The CN642A is indeed not a direct driven printhead. Even the math simply doesn’t add up. A printhead of this age has to have hundreds of nozzles, yet there are slightly under 40 pads on the printhead. While I thought matrix for a while, the traces coming from the pads don’t support this theory, there are a few (around 8) really thick traces (2-4mm thick) and the rest is hair thin traces. Together with the amount of all traces, current theory is that there are shift registers somewhere in the printhead. There is 3 traces for every color and 5 sets of 3 for the black.
I myself do not see any problem with your setup, but please don’t use my word as guarantee that it is safe, I have no real experience with zener diodes. If you have a printer with a CN642A and a logic analyzer, it would be great if you were capable of getting a data dump from a printhead. It shouldn’t be too hard to establish if it is indeed a CN642A from the signals being sent to the printhead.
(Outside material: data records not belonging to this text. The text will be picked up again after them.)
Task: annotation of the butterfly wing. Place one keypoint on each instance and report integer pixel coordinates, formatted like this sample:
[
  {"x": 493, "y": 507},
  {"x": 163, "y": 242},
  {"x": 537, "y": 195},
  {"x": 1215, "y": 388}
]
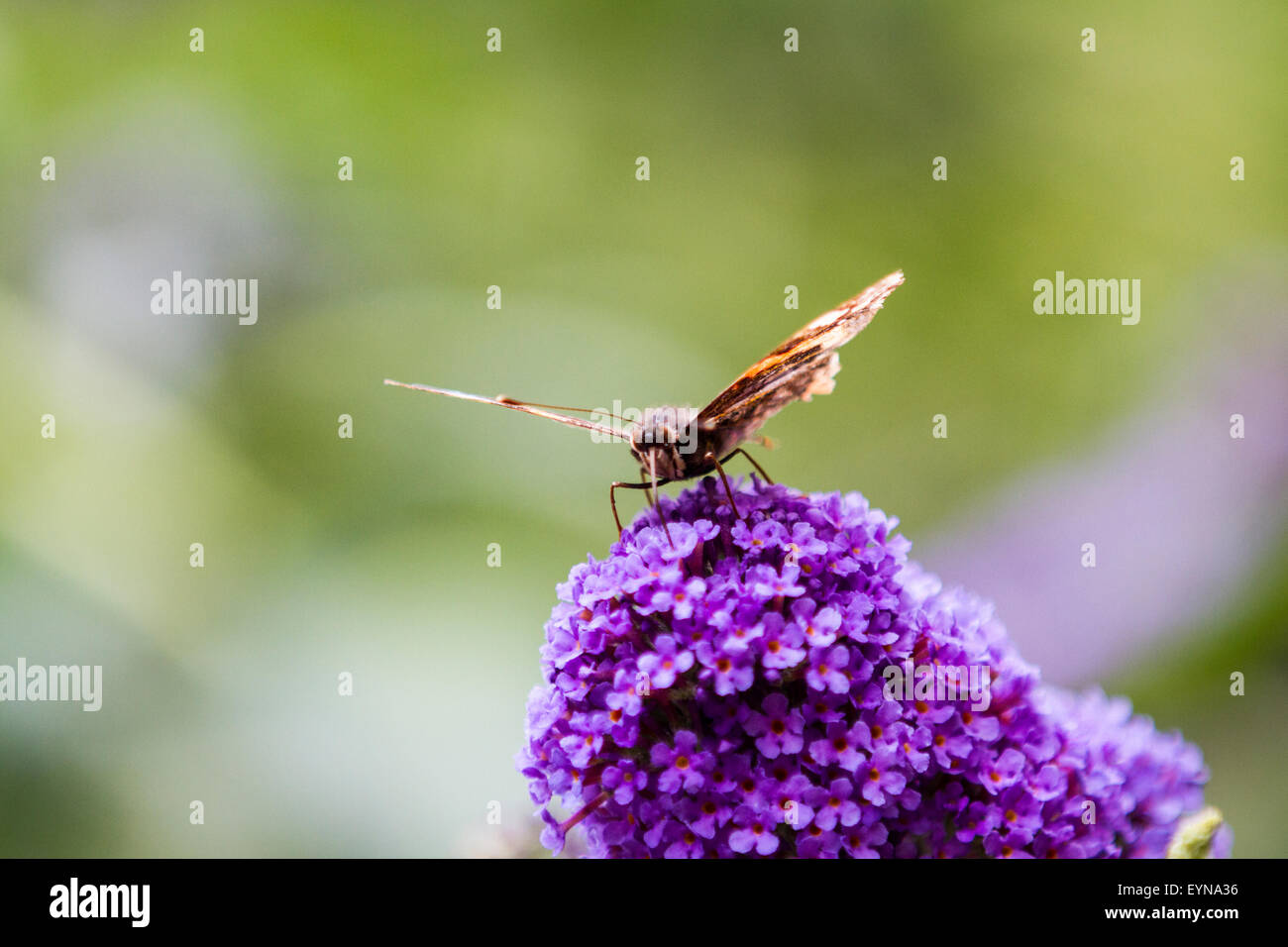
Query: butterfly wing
[
  {"x": 527, "y": 407},
  {"x": 798, "y": 369}
]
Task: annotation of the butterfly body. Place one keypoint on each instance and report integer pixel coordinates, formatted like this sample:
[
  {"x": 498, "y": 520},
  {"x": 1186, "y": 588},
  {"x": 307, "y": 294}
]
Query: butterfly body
[{"x": 678, "y": 444}]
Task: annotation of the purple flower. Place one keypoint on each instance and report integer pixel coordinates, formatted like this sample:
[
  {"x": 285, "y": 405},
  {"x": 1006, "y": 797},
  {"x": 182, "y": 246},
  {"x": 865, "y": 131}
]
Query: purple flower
[{"x": 730, "y": 694}]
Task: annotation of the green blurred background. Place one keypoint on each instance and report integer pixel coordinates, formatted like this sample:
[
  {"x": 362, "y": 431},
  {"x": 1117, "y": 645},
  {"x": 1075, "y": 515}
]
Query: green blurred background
[{"x": 518, "y": 169}]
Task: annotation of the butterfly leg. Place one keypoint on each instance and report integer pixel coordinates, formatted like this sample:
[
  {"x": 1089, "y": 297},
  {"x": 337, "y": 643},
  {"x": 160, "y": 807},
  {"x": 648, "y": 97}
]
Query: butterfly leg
[
  {"x": 612, "y": 497},
  {"x": 724, "y": 479},
  {"x": 653, "y": 500},
  {"x": 752, "y": 462}
]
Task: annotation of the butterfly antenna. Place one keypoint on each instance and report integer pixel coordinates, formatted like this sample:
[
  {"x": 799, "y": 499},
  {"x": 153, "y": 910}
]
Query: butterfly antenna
[{"x": 507, "y": 399}]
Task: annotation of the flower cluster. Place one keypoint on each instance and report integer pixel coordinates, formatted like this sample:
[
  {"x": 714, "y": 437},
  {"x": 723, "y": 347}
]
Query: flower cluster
[{"x": 728, "y": 685}]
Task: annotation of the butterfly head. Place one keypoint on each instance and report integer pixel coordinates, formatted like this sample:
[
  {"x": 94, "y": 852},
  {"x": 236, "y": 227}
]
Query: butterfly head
[{"x": 665, "y": 440}]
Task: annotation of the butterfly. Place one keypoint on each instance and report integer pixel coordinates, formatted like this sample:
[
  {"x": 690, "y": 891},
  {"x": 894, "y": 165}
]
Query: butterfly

I like the idea of printing shirts with it. I hope that the printhead is capable of printing the kind of inks required for T-shirts. It shouldn’t be impossible to design something to print shirts once the printhead is hacked. One question, wouldn’t it be possible to simply hack an existing Inkjet printer to directly print on T-shirts? This should give better resolution and is very doable with current knowledge and tech.